Intel’s Core i5-13400 Desktop CPU has been tested by Jawara, an Indonesian tech publication, and shows up to a 30% improvement over its predecessor. According to recent reports, certain Asian stores have already begun selling the Intel 13th Gen Non-K CPUs ahead of their January launch.
The CPUs will be joined by a new B760 motherboard selection when they are released on January 3rd. While this isn’t the first time we’ve seen benchmarks for this particular chip, it is the first time a retail chip has been leaked.
The Intel Core i5-13400 CPU has six P-cores and four E-cores, for a total of ten cores and sixteen threads. The basic clock speed of the CPU is 2.5 GHz, with a boost clock speed of 4.1 GHz across all cores and 4.6 GHz on a single core. The CPU has 28 MB of L3 cache and a PL1 TDP of 65W and a PL2 TDP of roughly 120W. Given its performance boost and roughly $200 US price, the CPU should be a big seller in the budget market, where Intel’s 12th Gen series already dominates.

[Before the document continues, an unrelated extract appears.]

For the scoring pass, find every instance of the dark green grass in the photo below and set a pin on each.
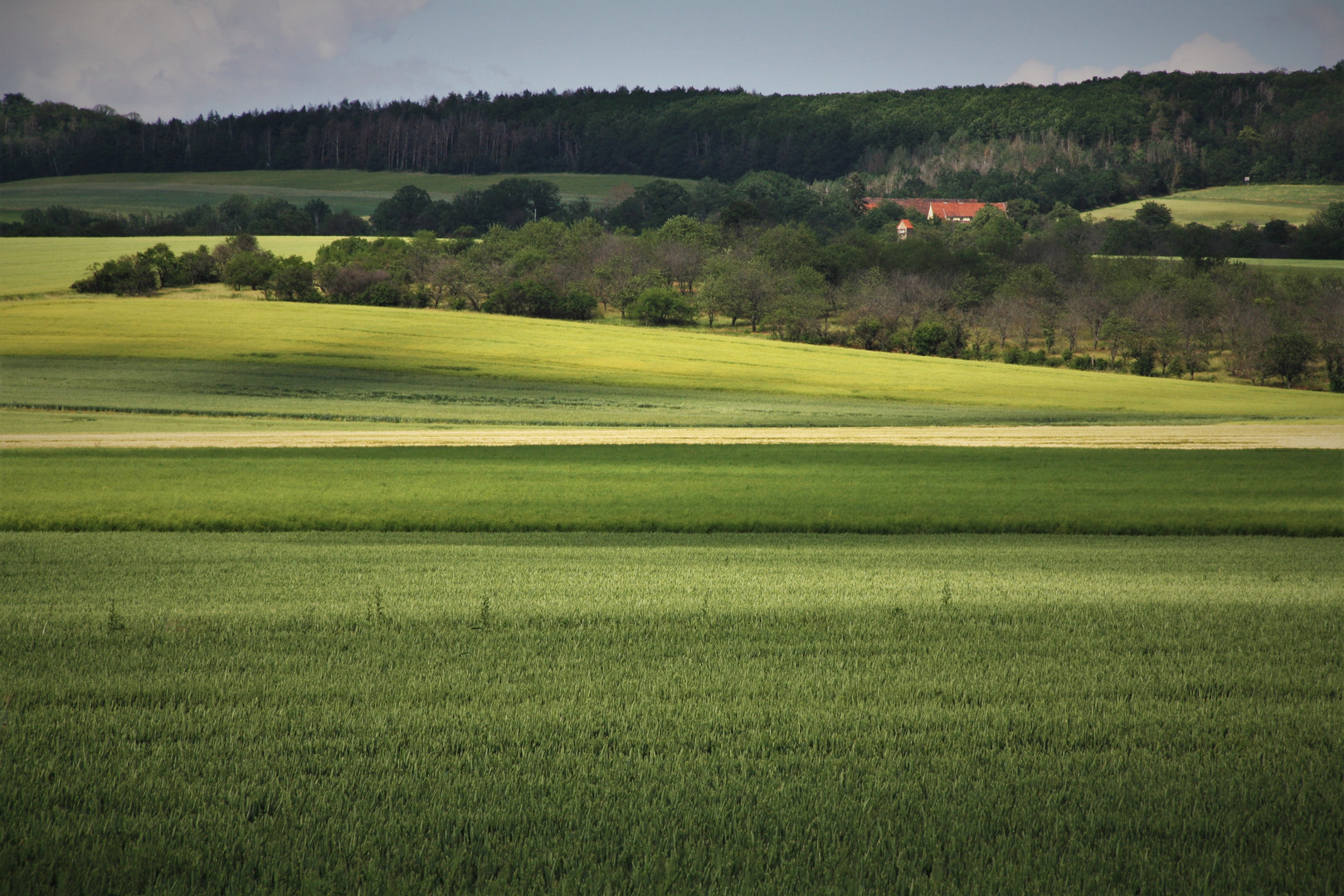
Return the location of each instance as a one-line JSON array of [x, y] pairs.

In terms of performance, the Intel Core i5-13400 was pitted against the Core i5-12400 in a series of short tests.
An ASRock B660M PG Riptide motherboard and 16 GB of DDR4-3600 memory were used in the testing. The Core i5-13400 CPU outperforms the i5-12400 by 6% in Cinebench R23 single-thread, and by 30% in multi-threaded tests. In Blender and Adobe Premier, the CPU also sends up to 22% faster.

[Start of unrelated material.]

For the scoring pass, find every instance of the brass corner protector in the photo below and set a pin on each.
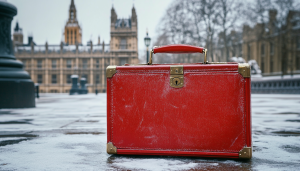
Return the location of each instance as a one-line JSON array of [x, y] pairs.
[[111, 70], [110, 148], [244, 70], [245, 153]]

The power and temperature figures are the most essential. In Cinebench R23 Multi-threaded testing, the Intel Core i5-13400 consumed 30% more power than the Core i5-12400 (86W vs 66W) while maintaining temperatures around the 60C mark, which is very fantastic to see. Again, the Core i5-13400 shouldn’t significantly increase wattage statistics in gaming, and those should be lower than the 30% increase shown in multi-threaded benchmarks like Cinebench R23.